A recent report from the American Fisheries Society found that headwater ecosystem impairment, loss, or destruction is assured under the revised WOTUS rule, and would have severe and long‐lasting negative consequences for fisheries and environmental conditions throughout the USA.  Headwaters act as a conveyor of nutrients, a path for migrating fish and wildlife, and a drainage and storage system for floodwaters. “The published science demonstrates that the loss of protections for our nation’s most vulnerable waters will have far-reaching implications for fish, wildlife, and their habitats,” said American Fisheries Society Executive Director Doug Austen, Ph.D.  
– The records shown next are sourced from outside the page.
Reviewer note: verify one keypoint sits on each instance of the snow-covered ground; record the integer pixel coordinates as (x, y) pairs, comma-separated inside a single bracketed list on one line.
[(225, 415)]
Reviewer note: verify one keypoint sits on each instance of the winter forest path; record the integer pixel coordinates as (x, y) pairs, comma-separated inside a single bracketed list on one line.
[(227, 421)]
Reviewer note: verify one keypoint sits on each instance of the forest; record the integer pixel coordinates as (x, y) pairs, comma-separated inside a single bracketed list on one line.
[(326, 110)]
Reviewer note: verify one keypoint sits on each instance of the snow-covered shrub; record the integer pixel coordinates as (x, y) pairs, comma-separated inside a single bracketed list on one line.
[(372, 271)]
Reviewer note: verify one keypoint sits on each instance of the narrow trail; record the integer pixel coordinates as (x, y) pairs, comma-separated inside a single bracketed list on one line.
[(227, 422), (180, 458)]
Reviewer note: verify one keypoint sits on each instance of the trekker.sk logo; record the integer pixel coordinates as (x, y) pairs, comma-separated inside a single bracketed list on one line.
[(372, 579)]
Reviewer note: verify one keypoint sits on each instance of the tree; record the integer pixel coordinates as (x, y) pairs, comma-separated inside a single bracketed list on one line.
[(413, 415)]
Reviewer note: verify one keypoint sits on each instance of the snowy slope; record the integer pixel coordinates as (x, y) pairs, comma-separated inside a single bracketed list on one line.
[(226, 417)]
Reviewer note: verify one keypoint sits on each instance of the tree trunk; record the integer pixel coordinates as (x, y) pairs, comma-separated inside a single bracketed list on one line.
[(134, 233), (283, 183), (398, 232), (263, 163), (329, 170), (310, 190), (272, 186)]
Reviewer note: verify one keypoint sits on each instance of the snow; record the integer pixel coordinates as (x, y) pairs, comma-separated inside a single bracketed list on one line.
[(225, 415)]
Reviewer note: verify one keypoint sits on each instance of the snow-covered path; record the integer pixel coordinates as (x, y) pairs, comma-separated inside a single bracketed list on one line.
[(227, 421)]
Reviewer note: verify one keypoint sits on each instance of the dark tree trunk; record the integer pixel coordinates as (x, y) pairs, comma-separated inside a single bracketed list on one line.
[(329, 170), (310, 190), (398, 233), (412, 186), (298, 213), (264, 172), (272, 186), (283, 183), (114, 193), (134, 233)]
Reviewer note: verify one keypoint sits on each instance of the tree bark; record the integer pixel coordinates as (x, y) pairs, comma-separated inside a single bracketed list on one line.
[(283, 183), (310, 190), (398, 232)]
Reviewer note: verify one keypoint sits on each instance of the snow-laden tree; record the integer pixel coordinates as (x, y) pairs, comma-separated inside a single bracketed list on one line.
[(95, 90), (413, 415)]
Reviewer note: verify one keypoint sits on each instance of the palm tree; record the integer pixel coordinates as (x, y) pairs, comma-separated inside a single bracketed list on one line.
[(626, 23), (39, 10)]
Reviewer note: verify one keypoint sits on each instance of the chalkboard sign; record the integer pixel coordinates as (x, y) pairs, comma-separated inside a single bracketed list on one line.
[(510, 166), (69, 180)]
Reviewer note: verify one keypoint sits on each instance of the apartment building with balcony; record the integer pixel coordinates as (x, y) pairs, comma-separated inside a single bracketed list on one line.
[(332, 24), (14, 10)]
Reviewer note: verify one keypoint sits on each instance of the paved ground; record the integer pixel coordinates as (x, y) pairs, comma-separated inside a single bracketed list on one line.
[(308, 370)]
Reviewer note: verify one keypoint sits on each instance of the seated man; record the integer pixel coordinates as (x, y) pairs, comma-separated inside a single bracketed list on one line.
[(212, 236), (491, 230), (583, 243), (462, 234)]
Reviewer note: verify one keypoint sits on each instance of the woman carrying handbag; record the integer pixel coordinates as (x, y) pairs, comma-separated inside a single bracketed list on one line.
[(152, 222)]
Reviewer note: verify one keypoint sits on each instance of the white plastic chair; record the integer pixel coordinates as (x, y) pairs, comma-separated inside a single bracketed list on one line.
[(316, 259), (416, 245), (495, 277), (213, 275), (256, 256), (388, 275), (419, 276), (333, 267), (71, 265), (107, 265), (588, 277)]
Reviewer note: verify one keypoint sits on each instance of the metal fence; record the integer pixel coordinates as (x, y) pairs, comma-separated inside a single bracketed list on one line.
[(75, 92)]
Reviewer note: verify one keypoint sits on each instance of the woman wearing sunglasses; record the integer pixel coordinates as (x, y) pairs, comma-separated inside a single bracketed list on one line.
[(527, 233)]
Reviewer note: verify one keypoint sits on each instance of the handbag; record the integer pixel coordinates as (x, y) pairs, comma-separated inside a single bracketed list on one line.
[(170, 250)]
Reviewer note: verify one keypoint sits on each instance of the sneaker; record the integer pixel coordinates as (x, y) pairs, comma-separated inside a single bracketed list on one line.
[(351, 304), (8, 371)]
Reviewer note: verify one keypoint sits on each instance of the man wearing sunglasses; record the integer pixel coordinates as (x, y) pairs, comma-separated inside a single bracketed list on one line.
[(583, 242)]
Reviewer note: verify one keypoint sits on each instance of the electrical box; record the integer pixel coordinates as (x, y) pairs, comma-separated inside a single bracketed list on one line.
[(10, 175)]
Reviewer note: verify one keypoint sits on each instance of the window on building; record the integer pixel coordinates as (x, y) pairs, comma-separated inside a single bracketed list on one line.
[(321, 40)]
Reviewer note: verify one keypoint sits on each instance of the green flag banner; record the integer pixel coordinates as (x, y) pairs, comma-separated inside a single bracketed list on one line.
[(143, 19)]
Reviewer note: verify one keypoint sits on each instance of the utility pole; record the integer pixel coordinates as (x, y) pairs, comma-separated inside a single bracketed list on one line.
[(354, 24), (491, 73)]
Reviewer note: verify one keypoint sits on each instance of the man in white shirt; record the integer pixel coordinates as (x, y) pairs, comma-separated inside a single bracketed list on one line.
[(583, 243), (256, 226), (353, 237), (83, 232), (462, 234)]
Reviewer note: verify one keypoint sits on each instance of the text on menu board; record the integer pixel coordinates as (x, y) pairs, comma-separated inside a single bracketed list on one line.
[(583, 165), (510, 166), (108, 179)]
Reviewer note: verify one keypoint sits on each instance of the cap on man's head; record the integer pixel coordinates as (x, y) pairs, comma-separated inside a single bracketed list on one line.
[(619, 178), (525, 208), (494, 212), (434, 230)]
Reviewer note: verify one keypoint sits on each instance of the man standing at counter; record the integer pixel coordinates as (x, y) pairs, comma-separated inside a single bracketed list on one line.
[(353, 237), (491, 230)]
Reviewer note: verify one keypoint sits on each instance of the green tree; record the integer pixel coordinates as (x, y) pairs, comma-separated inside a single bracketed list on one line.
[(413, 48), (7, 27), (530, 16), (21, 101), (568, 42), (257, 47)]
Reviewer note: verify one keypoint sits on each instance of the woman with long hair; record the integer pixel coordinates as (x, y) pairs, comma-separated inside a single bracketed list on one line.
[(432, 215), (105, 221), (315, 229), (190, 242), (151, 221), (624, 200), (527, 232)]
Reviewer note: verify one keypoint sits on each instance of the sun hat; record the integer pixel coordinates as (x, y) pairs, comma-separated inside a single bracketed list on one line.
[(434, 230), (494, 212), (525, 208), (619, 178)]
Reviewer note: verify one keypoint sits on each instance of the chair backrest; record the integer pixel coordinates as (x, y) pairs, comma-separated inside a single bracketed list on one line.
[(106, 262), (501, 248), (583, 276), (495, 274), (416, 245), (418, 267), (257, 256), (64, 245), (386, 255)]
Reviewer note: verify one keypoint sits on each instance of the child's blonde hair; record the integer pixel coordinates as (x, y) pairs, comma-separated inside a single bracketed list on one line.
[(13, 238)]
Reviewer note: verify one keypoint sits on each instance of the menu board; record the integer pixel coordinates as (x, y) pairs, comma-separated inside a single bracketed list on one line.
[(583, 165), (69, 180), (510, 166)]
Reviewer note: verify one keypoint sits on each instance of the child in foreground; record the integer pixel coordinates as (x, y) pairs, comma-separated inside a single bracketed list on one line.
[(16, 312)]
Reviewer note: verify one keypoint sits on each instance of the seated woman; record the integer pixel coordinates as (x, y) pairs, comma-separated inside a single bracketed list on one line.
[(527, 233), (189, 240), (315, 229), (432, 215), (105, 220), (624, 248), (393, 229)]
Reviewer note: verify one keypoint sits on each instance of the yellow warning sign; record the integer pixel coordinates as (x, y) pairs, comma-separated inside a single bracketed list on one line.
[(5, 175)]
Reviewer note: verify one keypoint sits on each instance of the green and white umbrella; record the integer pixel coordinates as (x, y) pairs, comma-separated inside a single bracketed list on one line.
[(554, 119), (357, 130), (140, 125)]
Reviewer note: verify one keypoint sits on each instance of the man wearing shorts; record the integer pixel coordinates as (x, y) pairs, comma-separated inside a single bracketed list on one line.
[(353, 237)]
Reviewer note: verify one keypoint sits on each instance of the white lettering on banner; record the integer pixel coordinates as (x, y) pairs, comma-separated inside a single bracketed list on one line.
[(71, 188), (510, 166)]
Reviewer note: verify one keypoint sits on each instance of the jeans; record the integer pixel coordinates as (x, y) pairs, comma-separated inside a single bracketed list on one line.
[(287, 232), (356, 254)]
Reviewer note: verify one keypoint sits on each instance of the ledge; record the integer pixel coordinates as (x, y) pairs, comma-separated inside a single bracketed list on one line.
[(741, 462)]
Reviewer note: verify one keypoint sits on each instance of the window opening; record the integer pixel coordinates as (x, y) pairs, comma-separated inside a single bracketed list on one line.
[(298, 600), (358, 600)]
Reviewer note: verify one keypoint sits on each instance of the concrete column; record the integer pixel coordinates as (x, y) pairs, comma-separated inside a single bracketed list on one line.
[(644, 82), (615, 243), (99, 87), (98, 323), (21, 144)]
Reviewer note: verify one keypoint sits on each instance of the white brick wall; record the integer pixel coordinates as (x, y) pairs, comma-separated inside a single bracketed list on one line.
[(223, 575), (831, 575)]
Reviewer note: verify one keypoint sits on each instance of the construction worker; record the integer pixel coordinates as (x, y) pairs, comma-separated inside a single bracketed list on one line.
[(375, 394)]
"We have a clear understanding of the critical functions provided by our wetlands, including maintenance of clean water.  We should be seeking ways to preserve and strengthen these benefits. Instead, the proposed new rule, which flies in the face of good science, will weaken protection for headwater streams and associated wetlands, systems that are key to safeguarding healthy watersheds,”  said Loretta Battaglia, Ph.D., President-Elect of the Society of Wetland Scientists.

Our nation's estuaries and coastal waters are vital to our economic prosperity and sustainability. The health of these waters is influenced not just by the flow of streams and rivers, but also through groundwater connections to wetlands, dammed and diked areas, and ditches in coastal watersheds. “The proposed new rule will weaken protection of the water quality and biological integrity for these vital ecosystems,” said James Fourqurean, Ph.D., President of The Coastal and Estuarine Research Federation.

Perry Thomas, Ph.D., President of the North American Lake Management Society, said, "Even our highest quality lakes are threatened by erosion and other degradation in their watersheds. If we are going to protect these incredibly valuable water bodies we need to manage stormwater and address erosion in these lake watersheds but that would be essentially lost under the proposed WOTUS definition that excludes many headwater streams and wetlands."

“The science on the connectivity between headwater streams, wetlands, and ecosystem services like clean water is undisputed,” asserts Amy Rosemond, Ph.D., President of the Society for Freshwater Science, “however, the EPA has chosen to ignore this science. This includes ignoring the conclusions of EPA’s own staff scientists and science advisory board. The new rule is simply not scientifically defensible and the decision to ignore the science was arbitrary and capricious.  The logical outcome of today’s rule will be a degradation in water quality and increasing threats to human health.”